In many cases, it is preferable to have MapViewport automatically correct for differing aspect ratios, thereby avoiding distortion in the map display. You can request this behaviour as follows:

MapViewport vp = myMapContent.getViewport();
vp.setMatchingAspectRatio( true );

With this setting, the viewport will calculate coordinate transforms such that the user requested world bounds are centered in the screen or image display area. Note that when such a correction has been applied, the world bounds stored by the viewport will be larger than those requested by the user.


We have different subclasses of of Layer each specifically made for working with different kinds of content.


The important information each Layer implementation must provided is:

  • Layer.getTitle()

  • Layer.setTitle( String )

    Used in a legend to display to the user

  • Layer.isVisible()

  • Layer.setVisible( boolean )

  • Layer.getuserData()

    A general purpose map used by applications to hold information. This approach was preferred as an alternative to loading up Layer with additional methods to handle selection, error feedback and so forth.

  • Layer.getBounds() - the extent of the data being rendered by the Layer

  • Layer.addMapLayerListener()

  • Layer.removeMapLayerListener()

    Used to notify the renderer of any changes when used in an interactive setting.

With these ideas in mind we can now explore the different kinds of content that can be added to a map:


Feature layer is set up to render information from a FeatureSource.


You can use the various method of the DataUtilities class to convert your information into a FeatureSource if it happens to be in another format. This is what the constructor that takes a FeatureCollection does internally.


Used to render a GridCoverage.


Note that direct use of a GridCoverage in this fashion is generally not as efficent as using GridReaderLayer below.


Used to render raster information on the fly directly from a GridCoverageReader.


This is an efficient solution (much like FeatureSource) in that for many cases the correct visual can be determined without reading all of the raster into memory:

  • When zoomed in the amount of the file read can be limited when working with common formats such as geotiff. Other formats such as JPEG require that the entire image be loaded each time.
  • When zoomed out information from a raster overlay can be used (if avaialble) to avoid reading the entire file.

The performance of GridReaderLayer is dependent on how you have tuned your Java Advanced Imaging “TileCache” and on the amount of work you have put into preparing your data for display.

This class has been extended by gt-wms for the rendering of WMS information.

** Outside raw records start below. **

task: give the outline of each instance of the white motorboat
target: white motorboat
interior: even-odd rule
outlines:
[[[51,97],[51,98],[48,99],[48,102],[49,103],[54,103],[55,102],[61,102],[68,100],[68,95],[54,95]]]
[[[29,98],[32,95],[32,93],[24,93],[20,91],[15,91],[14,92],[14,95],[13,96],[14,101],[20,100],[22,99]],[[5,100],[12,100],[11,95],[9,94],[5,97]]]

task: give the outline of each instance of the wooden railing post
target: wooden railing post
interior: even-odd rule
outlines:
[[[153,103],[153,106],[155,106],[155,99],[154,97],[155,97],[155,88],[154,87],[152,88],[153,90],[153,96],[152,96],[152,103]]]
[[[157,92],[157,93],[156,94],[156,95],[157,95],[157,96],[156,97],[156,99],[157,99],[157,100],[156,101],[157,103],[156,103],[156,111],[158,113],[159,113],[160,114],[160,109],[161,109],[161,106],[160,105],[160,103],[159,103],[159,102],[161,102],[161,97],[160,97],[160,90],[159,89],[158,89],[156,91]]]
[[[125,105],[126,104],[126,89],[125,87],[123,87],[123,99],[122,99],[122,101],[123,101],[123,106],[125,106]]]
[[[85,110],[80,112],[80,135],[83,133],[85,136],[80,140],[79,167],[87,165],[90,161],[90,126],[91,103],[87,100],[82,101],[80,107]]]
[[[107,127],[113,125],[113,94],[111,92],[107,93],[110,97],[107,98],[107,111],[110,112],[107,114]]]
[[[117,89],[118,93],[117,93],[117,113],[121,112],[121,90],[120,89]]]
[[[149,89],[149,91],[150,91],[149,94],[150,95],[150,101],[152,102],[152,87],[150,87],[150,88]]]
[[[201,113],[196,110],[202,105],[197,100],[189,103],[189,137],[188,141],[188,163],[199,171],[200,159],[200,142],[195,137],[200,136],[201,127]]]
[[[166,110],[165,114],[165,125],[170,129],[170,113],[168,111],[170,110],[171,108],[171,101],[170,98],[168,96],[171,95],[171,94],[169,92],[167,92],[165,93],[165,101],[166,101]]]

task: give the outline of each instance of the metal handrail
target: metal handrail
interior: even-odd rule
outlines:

Experimental: DirectLayer is used fill in your own custom renderer (primarily intended for drawing scalebars, north arrows and grids to decorate the map).


This concept is considered experimental and is not currently hooked up.

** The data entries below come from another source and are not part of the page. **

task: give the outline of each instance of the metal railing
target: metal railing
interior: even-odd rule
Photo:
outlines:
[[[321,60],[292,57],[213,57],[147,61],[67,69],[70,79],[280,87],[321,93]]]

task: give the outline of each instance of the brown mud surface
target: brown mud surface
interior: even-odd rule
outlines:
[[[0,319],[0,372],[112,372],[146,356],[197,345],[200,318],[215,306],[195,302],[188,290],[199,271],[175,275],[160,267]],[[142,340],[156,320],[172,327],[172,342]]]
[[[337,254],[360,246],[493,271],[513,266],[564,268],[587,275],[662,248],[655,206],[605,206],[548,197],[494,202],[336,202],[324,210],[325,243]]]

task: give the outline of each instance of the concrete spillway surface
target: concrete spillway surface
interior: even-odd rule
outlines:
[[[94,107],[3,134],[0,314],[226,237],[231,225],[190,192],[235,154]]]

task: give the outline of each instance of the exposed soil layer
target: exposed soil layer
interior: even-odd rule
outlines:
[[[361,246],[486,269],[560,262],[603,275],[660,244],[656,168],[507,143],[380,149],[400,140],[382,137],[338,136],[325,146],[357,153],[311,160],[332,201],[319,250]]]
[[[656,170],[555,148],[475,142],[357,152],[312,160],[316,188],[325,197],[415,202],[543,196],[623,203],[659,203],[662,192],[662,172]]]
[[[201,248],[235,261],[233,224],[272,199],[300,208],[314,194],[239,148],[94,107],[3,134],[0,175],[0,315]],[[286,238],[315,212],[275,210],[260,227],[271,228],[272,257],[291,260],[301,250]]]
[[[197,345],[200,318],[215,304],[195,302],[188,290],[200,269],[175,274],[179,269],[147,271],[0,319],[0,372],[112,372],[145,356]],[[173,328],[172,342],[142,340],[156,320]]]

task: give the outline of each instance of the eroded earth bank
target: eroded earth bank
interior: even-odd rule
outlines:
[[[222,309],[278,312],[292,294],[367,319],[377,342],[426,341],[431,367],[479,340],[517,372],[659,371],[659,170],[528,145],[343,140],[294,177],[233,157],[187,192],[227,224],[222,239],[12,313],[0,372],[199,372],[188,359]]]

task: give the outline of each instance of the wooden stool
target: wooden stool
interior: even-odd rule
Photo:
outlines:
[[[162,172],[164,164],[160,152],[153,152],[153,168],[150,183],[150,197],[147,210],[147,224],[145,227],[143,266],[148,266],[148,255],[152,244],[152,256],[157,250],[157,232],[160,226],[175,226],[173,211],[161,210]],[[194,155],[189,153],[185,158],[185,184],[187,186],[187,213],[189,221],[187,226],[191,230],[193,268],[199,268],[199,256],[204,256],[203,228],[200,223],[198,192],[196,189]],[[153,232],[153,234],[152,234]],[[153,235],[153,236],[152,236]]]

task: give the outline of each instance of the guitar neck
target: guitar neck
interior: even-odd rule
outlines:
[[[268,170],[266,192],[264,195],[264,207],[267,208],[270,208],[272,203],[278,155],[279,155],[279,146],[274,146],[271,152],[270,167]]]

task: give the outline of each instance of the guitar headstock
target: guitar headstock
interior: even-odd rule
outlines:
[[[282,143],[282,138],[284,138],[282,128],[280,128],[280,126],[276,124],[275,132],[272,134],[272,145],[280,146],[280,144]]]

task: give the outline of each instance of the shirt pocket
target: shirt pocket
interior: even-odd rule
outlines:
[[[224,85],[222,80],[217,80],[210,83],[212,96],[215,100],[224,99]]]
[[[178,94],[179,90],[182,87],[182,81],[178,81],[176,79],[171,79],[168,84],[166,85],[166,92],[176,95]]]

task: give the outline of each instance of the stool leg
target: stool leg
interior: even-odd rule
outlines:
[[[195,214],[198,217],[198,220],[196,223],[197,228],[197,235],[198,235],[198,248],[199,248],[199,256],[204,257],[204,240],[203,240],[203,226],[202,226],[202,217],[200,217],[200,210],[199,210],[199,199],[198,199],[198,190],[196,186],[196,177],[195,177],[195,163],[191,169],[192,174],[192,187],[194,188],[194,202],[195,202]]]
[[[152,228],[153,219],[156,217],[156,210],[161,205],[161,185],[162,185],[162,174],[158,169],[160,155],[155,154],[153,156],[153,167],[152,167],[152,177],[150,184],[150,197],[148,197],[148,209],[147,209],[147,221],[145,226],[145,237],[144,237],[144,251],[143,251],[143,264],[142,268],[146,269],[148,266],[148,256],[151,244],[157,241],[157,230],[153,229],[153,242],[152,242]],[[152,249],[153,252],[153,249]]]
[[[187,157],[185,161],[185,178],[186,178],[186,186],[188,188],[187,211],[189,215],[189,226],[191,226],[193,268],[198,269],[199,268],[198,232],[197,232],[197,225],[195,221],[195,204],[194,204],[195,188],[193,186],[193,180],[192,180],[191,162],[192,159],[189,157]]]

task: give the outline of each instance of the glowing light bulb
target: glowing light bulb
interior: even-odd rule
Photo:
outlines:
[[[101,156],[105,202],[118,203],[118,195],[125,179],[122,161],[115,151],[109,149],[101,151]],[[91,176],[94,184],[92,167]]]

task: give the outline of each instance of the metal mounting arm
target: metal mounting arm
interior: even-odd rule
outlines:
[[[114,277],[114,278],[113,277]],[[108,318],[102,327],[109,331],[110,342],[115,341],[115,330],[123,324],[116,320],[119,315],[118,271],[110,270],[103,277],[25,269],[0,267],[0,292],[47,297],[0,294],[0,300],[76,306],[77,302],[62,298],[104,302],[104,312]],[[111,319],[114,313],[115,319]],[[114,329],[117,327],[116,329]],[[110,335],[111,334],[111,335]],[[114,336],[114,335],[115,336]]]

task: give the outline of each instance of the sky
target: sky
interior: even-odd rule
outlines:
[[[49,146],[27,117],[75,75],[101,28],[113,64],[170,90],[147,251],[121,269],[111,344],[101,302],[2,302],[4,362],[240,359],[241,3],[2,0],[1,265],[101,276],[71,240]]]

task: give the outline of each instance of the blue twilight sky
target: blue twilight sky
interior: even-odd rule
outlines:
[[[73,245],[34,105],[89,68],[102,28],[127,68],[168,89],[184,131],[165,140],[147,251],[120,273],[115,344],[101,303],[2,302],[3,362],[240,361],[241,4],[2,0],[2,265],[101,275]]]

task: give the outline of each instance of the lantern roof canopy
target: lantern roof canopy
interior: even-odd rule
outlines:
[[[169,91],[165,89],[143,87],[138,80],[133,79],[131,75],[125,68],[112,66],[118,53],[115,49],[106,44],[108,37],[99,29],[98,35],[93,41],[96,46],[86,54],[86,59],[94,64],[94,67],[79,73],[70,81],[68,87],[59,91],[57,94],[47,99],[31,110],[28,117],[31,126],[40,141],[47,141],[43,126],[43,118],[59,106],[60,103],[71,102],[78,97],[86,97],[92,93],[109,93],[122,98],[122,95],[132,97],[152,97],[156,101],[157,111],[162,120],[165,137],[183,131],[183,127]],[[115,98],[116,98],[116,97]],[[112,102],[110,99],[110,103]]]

An earlier draft of these ideas is based on initial OGC discussion papers:

  • Web Map Context (WMS Context)
  • Open Web Service Context (OWS Context)

The GeoTools community actively looking to collaborate with other projects (such as OpenJUMP, uDig and deegree) in order to collaborate on these ideas. If open source collaboration fails we will look to traditional collaboration with a standards body in the form of the OGC working group on “Open Web Context” documents.


These initial concepts are preserved with the following extensions to MapContent.


The critical design difference here is a single MapLayer which is general purpose for working with any kind of content (and also confusing to work with as their is no easy way to check what kind of content is in use).


Internally this code has been refactored to use MapContent / Layer and MapViewport. As such we do not recommend using MapContext and MapLayer for new development.

At a technical level we no longer keep instances of of MapLayer around; instead each is a shallow wrapper around a layer holding the specific content (FeatureLayer, GridReaderLayer, etc...).

In the event client code is expecting a MapLayer; this wrapper is recreated as needed and returned from getLayer( int ) method.

In a similar fashion the various methods for managing the area of interest delegate to MapViewport.